Here is a plan of my future layout. What do you think? I have decided against an automated layout and have opted this closed figure 8 instead for simplicity. A train can roll around the circuit continously with no need for computer automation or constant human input.











Here is my original plans which would require automation and be too involved.


----------



## jonmyrlebailey (Sep 3, 2011)

My G scale trains shall be a consistent *1:1:31.889 *all over. The track gauge of G scale is a consistent 1:1.772" ansd real-life standard gauge is 56.5". Mine will be a STANDARD gauge scale model and not a NARROW gauge one. I want my locomotives and rolling stock to be TRUE to life in scale (*American standard gauge*). It seems tough to find G scale standard-gauge steam engines that look CUTE like many of the narrow-gauge scale models do. Those popular UP Big Boys, standard guage I believe, look ugly as sin. 

I want battery train power, rail sounds and DCC. The layout must be supremely weatherproof in design and materials.

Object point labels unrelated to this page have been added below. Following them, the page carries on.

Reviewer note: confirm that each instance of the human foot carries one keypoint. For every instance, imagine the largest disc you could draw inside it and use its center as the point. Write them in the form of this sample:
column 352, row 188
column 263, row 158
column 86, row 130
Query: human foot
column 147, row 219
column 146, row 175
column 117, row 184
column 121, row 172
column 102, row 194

There will be no electric current in the steel, high-grade precision tracks.

Also, my layout needs to be designed for easy disassembly and tranport in a moving van much like a carnival roller coaster. A modual table that comes apart in up to 8-foot-long sections. The feet of the table will have pods on the ground that can be raised or lowered by turning screws so as to make leveling easy. The train table itself must also be outdoor-weather durable. The train table will be raised up 4 feet off the ground to keep the layout cleaner and be out of reach of backyard dogs, lawn mowers, weadeaters and careless human feet. Trains also look more life-like when viewed near eye level also. The loops of the 8 are open up inside to standing humans for easy layout acess for cleaning and maintenance. It will also make it easier to maintain the ground and weeds underneath the layout.


----------



## gunrunnerjohn (Nov 10, 2010)

You know, you could have the long mainline and just a loop at each end to reverse the trains, that way you could be closer to the original plan if you desired.


----------



## jonmyrlebailey (Sep 3, 2011)

Thank you, Mr. Gun, but that would consume to much real estate in my backyard. Come to think of it, my new figure 8 design allows over-under rail bridge action. Now, how to get a G-scale ALCO Cooke Works 1901 10-wheeler???

Are there custom scale steam engine builders who can model anything?


----------



## gunrunnerjohn (Nov 10, 2010)

Well, if price is no object, I suspect you can get most anything.  OTOH, I don't know of any personally...


----------



## tjcruiser (Jan 10, 2010)

A _table_ layout for outside setup? Interesting. That will be quite the large-scale undertaking to transport that thing around, as needed. What's your game plan as to where (locations) you plan to set this up? Local fairs and the like?

I'm also wondering about human access to the inside of either loop. Obviously, one can crawl under the table, but do you plan on having just "official" operators there, or any kids and the like to want to watch the trains go round? If the latter, the duck-under approach might be llimiting to all viewers. If the former, maybe its a good "protective" asset.

Cheers,

TJ


----------



## jonmyrlebailey (Sep 3, 2011)

The duck-under construction is to facilitate easy maintenance, construction and yard work. It will also reduce costs, mass and building materials. The train will be normally viewed from outside the loop in front when played with. I want the thing transportable in case I ever have to move from one house to another. The table is to bring the layout up to eye level for realistic looks and to keep the dogs off the layout. Labrador retrievers can be quite destructive to layouts otherwise. When you see a real train pass at a grade crossing, you are seated in your car at ground level looking UP at the huge locomotive, not 500 feet up in a helicopter. Small children will have to be seated up on a high platform, which could also be added.


----------